A coordinated and effective information sharing system involving federal, state and local law enforcement consistent with Safe City/Smart City Albuquerque principles will be modeled after systems successfully utilized by other major U.S. cities. Development of an effective crime prevention and control data system will include expanding the use of existing programs such as the ACT Now criminal justice system data sharing program.

We can also benefit from Bernalillo County’s efforts with the Behavioral Health Initiative. It's time to not just fund programs but to use bricks and mortar to create a facility to triage the needs of folks in our community who are struggling with the issues of behavioral health, mental health and addiction.  This not allow supports those in need, but also is a component of addressing our public safety issues and resources in our current health facilities like the UNM Emergency Room.  We are spending excessive resources in responding to repeated calls for folks who are publicly intoxicated and often passed out in our streets and sidewalks.  There is a better way to deal with these situations than having law enforcement and first responders on each and every one of these calls.
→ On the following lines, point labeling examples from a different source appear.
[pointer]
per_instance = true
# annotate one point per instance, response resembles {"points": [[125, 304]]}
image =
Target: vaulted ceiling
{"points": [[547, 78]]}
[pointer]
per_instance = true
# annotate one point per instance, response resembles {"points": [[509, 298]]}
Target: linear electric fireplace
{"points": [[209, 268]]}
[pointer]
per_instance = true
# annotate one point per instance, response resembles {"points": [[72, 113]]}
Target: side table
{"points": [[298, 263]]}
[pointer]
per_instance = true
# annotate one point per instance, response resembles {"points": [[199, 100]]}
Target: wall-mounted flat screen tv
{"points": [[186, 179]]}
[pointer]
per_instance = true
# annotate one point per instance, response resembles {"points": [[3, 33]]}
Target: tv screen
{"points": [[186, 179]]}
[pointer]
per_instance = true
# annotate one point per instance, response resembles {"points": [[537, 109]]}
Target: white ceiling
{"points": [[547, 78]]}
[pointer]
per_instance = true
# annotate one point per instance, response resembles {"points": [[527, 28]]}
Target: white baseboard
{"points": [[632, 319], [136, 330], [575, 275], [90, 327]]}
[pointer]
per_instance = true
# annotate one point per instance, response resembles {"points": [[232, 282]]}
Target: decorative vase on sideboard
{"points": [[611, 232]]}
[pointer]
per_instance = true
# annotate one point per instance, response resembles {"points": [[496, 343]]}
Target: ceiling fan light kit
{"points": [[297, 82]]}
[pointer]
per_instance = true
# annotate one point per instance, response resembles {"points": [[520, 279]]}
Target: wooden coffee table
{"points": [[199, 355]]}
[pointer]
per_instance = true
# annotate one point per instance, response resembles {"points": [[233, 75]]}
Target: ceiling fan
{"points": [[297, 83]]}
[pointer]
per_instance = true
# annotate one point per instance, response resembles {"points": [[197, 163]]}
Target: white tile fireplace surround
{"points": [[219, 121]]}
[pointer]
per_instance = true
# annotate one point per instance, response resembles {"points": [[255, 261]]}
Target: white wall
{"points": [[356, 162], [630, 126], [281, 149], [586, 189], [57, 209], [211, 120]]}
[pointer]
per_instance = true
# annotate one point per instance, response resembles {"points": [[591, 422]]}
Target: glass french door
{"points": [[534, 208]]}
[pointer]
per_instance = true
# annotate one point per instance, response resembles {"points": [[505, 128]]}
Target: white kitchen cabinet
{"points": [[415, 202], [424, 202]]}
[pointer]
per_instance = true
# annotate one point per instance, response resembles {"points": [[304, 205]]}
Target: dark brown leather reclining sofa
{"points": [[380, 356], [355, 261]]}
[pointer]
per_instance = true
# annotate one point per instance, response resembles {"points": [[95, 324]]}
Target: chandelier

Under the new Colón Administration, work will take place directly to encourage collaboration between, public and private entities to address the issue of mental health and substance abuse. The next mayor must encourage substance abuse experts to work with Drug and DWI Courts to effectively combat addiction in our community.  It is important to utilize the financial resources available through the city, county, and state to create and expand effective mental health treatment programs. Law enforcement must integrate mental health training to help identify mental illness and effective ways to interact with those individuals.